🤖 AI Summary
This work addresses the fragmentation in current AI research systems—particularly in autonomy, reproducibility, traceability of evidence, and cross-domain robustness—that impedes end-to-end automation. The authors propose AutoResearch, a novel framework that establishes the first developmental spectrum for AI-driven scientific research, structuring the full workflow into literature review, hypothesis generation, experimental validation, iterative refinement, and dissemination, while distinguishing between human-led (Vibe Research) and AI-led paradigms. Centered on control allocation, evidence-chain management, and accountability, the framework introduces a five-dimensional evaluation metric encompassing novelty, validity, impact, reliability, and traceability. Empirical analysis demonstrates that AI research automation performs reliably in structured, executable, and rapidly verifiable settings, yet remains limited in complex scenarios involving embodied interaction, delayed feedback, or ethical accountability.
📝 Abstract
Scientific research is being reshaped by AI systems that move beyond isolated assistance toward longer-horizon workflows spanning literature grounding, hypothesis generation, experimentation, validation, reporting, and revision. This shift marks a transition from task-level AI for science to workflow-level research automation. Yet current systems remain fragmented, differing in autonomy, domain scope, execution environment, validation mechanism, and human oversight, while still struggling with evidence preservation, reproducibility, weak-direction rejection, provenance tracking, cross-domain robustness, and accountable scientific closure.
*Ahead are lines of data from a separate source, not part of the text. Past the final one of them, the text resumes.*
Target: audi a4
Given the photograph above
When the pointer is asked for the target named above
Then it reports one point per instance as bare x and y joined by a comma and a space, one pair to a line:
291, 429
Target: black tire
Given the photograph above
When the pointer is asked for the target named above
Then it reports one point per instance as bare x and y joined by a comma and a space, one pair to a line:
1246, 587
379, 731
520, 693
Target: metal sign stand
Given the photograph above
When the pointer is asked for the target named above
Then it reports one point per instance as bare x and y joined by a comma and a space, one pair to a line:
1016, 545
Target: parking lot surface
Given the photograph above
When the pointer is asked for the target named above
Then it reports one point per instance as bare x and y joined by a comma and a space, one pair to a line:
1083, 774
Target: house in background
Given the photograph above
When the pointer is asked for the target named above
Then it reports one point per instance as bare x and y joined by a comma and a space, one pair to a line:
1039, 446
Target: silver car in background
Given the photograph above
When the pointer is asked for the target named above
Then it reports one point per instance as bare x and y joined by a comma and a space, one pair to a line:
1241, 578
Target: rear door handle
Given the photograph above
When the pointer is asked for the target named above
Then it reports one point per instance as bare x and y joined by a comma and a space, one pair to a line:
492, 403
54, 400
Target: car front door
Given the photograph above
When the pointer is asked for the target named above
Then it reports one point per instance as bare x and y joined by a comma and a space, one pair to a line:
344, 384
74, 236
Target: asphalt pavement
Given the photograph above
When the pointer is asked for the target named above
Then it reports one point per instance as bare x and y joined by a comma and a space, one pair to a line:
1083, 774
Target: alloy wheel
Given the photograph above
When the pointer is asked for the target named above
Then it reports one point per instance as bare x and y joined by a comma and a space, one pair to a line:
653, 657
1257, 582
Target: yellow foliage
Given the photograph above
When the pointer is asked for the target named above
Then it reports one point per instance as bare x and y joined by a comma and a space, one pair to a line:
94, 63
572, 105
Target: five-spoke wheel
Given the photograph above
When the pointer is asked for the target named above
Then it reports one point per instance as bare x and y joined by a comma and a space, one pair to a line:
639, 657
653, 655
This survey examines these developments through AutoResearch, defined as the developmental spectrum of AI-powered scientific workflow automation. Within it, Vibe Research denotes the human-steered region of prompt-based assistance and human-verified execution, whereas emerging AI-led systems coordinate larger portions of the discovery loop without achieving robust autonomy. We analyze how research systems redistribute control, evidence, execution, validation, and accountability across workflows and organize the field around five workflow conditions: literature and research grounding; hypothesis formation and planning; experimentation and tool use; feedback, validation, and review; and reporting and knowledge communication. We further synthesize AI scientist systems, mixed-initiative co-research frameworks, benchmarks, domain deployments, and open-source infrastructures. Finally, we propose five evaluation dimensions--novelty, validity, impact, reliability, and provenance--and show that AutoResearch autonomy is domain-conditioned, being more credible in structured, executable, and rapidly verifiable settings but limited in embodied, delayed, heterogeneous, ethical, or institutionally accountable contexts.